Making a local archive with wget

Do you really want to back up your LJ locally? With icons and comments and all that happy stuff? Then you want to use wget. This is a gnu utility for grabbing web and ftp resources. It comes with most Linux distros, but not with OS X.

1. Get wget. This is the hardest step of the entire process, because Apple chose several releases ago to cease including wget with OS X. Your choices are:
- download from VersionTracker
- install through one of the common port package managers (I use DarwinPorts; many people happily use Fink)
- the gnu page has download urls for Windows versions, e.g., this one
- build from source

2. Run your web browser. Log into LiveJournal if you're not already. This saves a session cookie in your browser's cookies file. We're about to piggyback on that login session.

3. In a handy text editor, build two wget command lines. Start with this template:
wget --cookies=on --keep-session-cookies --save-cookies wget_cookies.txt --load-cookies /path/to/cookies.txt --header "X-LJ-Auth: cookie" http://yourljname.livejournal.com/
wget -r -l6 -H -Dstat.livejournal.com -DDuserpic.livejournal.com -Dyourljname.livejournal.com --page-requisites --convert-links -R "*mode=*,*replyto=*,*/friends*" --cookies=on --keep-session-cookies --save-cookies wget_cookies.txt --load-cookies wget_cookies.txt --header "X-LJ-Auth: cookie" http://yourljname.livejournal.com/

Replace the bold parts with your information. Any spaces in the cookie path need to be escaped with backslash.

For Firefox, your cookie path will be something like:
/Users/yourlogin/Library/Application\ Support/Firefox/Profiles/default.something_random/cookies.txt

For Camino:
/Users/yourlogin/Library/Application\ Support/Camino/cookies.txt

For Safari... uh, yeah, the Safari cookie plist file is not in the Netscape cookie format, so SOL. Download Firefox just for the occasion. Or run this, but most non-programmers will find just using Firefox or Camino easier. I love Camino, by the way. It's a true Mac application with the Mozilla rendering engine.

Windows users are on your own for cookies.txt file locations. Tell me, and I'll amend these instructions. But Windows users should probably just use LJArchive and be done with it.

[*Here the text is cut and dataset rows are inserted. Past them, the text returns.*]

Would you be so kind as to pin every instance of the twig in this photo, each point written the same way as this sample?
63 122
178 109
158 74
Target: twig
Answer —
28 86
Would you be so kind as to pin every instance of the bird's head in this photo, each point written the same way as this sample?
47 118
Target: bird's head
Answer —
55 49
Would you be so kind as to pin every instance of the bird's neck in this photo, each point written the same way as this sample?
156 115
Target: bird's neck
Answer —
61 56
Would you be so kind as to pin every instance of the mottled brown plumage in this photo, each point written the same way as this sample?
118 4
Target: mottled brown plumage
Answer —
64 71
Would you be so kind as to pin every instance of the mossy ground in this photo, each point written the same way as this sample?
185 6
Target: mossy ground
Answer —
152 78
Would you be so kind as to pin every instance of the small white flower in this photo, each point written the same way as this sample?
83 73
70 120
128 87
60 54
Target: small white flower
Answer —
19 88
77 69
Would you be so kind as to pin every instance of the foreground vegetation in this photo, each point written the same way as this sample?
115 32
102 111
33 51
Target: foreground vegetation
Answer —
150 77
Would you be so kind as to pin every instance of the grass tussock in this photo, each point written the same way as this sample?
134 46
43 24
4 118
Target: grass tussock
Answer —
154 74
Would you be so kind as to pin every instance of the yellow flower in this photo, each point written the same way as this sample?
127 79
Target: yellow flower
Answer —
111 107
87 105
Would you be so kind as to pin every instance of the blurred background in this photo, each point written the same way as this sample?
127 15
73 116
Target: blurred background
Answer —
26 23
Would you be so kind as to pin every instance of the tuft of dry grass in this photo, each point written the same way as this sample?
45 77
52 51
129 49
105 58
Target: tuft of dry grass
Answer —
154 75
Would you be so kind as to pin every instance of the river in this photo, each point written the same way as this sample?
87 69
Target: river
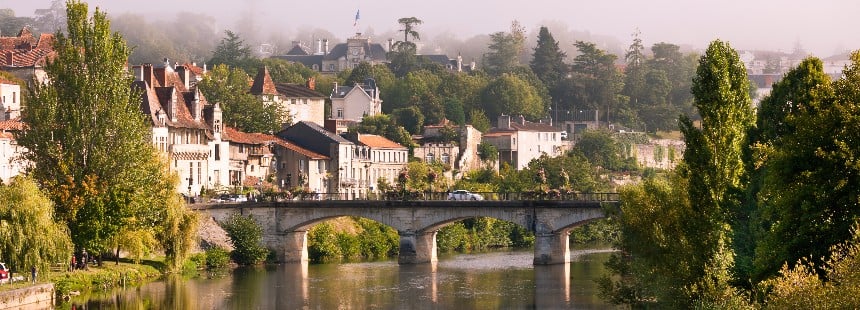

My command lines look like this:
wget --cookies=on --keep-session-cookies --save-cookies wget_cookies.txt --load-cookies /Users/antenna/Library/Application\ Support/Camino/cookies.txt --header "X-LJ-Auth: cookie" http://antennapedia.livejournal.com/
wget -r -l6 -H -Dstat.livejournal.com -Duserpic.livejournal.com -Dantennapedia.livejournal.com --page-requisites --convert-links -R "*mode=*,*replyto=*,*/friends*" --cookies=on --keep-session-cookies --save-cookies wget_cookies.txt --load-cookies wget_cookies.txt --header "X-LJ-Auth: cookie" http://antennapedia.livejournal.com/2006/

4. Run Terminal, cd yourself to whatever directory you want the archive in, copy and paste your first command line.

5. Run the second command.

6. Go make a pot of coffee. If you have lots of LJ posts, two pots. You might be watching it chug for an hour or more.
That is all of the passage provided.